I don’t know you, and that has been my choice. Of course, you don’t know me, either, and I assume that is your choice as well. It’s a fine arrangement, as far as I’m concerned, and I’ve never sought to change it. You offered me for adoption in 1968, two years before Roe vs. Wade made abortion a viable option for you: did those two years make a difference, I wonder? The adoption process was smooth and relatively painless; it also was relatively inexpensive, especially compared to today. I like to say that I was a bargain.
I do have some information about you, collected by the state, which my mother shared with me when I turned 18. You were twenty years old, in your first year of college, and my birth father was 21, in his second year. You were on the short side—5’4”, and he was, too—5’8”. You played the piano and he wrote poetry; everyone in the family was athletic, going back to both your parents: skiing, sailing, golf. On his side, several men in the family were in the military. You both were Irish, which is why my Swedish mother sends me a St. Patrick’s Day card every year—it’s a little joke between us.
As the years go on and I get older, I think about you a little more frequently than I used to, wondering if you are still alive: each year, it becomes increasingly more likely that we really will never meet—that I really will never see you face to face. [I do wonder if I look like you, and still when I travel to a new city, I study the faces, wondering if I will see myself in one of the women passing by.] But also as the years pass, I find myself increasingly grateful for the genes you bequeathed to me. I was nurtured well, to be sure, but all the nurturing in the world can’t overcome hard biological realities, and so I want to thank you that I have not, as of yet, developed breast cancer, schizophrenia, high cholesterol, or depression. I have lots of energy [I’m a runner], I’m a good sleeper, I have a decent singing voice, and I have a happy heart—my mother has a happy heart, too, but I can’t help but think you had at least a little to do with that. I also go way overboard with Christmas decorations—can I blame that on you? Overall, I like myself—at least most of the time—and I think I would have liked you, too.

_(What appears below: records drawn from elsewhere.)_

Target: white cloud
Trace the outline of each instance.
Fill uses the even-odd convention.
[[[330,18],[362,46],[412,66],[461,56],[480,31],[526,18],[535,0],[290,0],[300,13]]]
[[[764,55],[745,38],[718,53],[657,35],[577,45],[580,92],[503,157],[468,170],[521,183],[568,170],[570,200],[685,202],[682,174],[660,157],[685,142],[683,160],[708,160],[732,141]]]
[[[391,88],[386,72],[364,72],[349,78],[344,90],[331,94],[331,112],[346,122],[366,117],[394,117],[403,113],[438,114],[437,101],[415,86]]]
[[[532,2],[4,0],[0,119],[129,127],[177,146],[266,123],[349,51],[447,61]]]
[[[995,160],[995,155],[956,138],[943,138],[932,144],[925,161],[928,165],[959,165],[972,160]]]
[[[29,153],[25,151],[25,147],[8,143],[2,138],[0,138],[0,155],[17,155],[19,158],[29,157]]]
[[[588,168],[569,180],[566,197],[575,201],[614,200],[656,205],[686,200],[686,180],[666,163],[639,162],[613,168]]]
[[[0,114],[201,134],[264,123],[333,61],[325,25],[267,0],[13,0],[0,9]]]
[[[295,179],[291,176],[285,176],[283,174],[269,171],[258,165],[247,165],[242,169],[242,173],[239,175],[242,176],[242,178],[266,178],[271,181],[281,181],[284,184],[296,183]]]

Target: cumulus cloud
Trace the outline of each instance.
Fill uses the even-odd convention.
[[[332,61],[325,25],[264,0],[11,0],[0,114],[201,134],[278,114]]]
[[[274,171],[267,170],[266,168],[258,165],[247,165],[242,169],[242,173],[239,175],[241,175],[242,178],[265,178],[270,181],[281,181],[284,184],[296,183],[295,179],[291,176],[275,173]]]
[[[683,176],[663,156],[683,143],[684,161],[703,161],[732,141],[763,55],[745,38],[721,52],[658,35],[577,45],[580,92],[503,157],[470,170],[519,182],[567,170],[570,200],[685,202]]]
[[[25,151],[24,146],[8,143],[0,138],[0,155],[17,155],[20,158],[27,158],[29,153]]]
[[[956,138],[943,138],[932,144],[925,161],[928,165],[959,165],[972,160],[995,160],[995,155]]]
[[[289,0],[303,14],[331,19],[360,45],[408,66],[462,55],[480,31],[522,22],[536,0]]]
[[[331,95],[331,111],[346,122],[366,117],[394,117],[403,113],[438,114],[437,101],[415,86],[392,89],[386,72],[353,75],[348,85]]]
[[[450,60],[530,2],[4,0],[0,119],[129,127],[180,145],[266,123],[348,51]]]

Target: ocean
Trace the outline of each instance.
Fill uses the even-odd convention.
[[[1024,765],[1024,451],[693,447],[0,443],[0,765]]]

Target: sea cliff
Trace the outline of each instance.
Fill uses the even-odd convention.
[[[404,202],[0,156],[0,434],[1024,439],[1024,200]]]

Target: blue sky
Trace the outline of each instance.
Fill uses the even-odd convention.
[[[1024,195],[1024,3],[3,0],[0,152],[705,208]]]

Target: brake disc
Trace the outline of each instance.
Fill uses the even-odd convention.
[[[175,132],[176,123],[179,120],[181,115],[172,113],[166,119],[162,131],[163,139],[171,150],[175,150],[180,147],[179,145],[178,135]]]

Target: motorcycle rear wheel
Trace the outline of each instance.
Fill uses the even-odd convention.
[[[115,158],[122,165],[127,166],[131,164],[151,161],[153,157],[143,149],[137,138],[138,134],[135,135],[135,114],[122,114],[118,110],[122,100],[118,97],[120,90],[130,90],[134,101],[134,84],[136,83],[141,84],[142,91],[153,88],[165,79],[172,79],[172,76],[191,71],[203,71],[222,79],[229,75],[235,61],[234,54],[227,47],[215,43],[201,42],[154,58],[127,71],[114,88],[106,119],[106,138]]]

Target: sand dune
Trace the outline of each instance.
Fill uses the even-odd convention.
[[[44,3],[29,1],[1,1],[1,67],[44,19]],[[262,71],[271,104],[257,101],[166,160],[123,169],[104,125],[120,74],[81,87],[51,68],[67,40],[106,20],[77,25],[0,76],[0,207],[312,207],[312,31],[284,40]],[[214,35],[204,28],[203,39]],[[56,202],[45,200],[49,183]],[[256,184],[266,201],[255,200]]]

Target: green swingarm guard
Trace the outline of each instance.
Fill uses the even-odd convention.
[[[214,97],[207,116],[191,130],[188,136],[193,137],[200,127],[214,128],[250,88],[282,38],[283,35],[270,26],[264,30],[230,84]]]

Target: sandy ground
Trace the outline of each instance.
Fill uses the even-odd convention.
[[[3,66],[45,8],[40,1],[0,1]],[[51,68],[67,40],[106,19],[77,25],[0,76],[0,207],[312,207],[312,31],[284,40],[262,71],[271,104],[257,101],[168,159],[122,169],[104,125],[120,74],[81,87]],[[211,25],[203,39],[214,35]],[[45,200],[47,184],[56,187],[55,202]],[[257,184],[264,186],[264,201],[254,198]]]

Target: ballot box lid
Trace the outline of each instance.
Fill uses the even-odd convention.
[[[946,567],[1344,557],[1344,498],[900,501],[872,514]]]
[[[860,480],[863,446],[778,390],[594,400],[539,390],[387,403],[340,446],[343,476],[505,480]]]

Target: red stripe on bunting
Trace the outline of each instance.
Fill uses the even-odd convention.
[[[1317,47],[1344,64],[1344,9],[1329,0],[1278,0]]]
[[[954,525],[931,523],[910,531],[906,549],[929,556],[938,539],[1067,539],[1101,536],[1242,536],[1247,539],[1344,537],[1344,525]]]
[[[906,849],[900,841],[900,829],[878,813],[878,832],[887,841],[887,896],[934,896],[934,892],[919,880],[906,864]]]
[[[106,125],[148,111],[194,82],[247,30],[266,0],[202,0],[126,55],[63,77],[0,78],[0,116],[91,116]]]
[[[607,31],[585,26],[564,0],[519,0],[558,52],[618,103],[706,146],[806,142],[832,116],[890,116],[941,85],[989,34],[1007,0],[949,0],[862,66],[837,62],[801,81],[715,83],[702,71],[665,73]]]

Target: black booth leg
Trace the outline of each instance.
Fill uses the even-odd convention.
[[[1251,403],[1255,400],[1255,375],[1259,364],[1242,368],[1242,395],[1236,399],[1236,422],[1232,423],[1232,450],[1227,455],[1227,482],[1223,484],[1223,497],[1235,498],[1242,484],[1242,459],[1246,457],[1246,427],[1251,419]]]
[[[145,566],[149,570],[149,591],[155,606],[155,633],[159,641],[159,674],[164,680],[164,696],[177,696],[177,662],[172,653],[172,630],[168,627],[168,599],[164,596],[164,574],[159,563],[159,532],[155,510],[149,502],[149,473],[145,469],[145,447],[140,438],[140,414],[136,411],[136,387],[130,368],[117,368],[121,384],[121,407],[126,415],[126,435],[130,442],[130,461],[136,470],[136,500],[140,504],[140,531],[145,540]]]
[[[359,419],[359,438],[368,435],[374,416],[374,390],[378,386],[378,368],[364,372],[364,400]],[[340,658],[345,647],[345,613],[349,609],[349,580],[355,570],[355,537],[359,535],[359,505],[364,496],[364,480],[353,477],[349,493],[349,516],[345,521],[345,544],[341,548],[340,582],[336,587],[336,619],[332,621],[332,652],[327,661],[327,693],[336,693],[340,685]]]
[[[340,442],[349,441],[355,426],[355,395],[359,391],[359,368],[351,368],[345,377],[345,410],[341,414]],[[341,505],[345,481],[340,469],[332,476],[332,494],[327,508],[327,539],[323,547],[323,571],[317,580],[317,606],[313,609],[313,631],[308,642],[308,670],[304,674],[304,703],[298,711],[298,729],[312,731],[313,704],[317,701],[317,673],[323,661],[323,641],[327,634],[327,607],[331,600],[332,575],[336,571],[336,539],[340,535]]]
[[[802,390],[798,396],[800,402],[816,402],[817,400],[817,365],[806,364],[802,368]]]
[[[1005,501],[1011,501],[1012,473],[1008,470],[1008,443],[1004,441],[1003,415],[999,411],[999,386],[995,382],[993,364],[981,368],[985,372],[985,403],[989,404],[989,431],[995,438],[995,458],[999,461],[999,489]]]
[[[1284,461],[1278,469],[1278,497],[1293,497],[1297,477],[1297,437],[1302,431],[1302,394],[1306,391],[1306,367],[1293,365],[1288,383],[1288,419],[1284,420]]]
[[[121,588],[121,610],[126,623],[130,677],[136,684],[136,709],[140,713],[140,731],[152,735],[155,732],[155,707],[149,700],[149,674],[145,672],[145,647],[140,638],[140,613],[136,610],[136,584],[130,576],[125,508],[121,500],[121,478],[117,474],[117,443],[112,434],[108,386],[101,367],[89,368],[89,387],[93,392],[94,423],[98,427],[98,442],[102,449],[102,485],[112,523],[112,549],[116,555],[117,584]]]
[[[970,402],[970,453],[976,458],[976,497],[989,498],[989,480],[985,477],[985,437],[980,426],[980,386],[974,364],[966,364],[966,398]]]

But mostly, to be honest, I am thankful that you had the courage to make what could not have been an easy decision; and through your generosity, I have lived my life enveloped in the arms of a loving family. Oh, we aren’t a Norman Rockwell family, to be sure: my parents separated when I was in junior high; and my dad went on to marry a woman who has been a wonderful partner to him for over twenty years, and a wonderful stepmother to me, too. My mother went on to have a rich, full independent life, which she has treasured. I have a brother, too, also adopted; we’re very different, but it works—and I’m proud of him. I’m married but he isn’t, and neither one of us has children, so we’re a small family. I wouldn’t exchange it for any other family in the world.
I always have felt that it was a special privilege and a blessing to be adopted, and I wouldn’t change that, either. What my adoption symbolizes to me is that families created by love are just as strong—if not stronger—than families created by blood: love that both opens wide to receive, and opens gently to let go. As far as I’m concerned, the very fact of adoption reminds all of us how expansive and creative love can be, and what motley, surprising families love can create—more amazing than most of us could ever dream of, or even imagine.
Well, you get the idea. I hope you went on to finish college. I hope you married, and that you have a loving family of your own, with children and grandchildren—if that’s what you desired. Mostly, I just want you to know that I am happy and I fervently hope that you are happy, too. You always will have a place in my heart, even if you never know it, and I hope I always have a place in yours, too. Merry Christmas.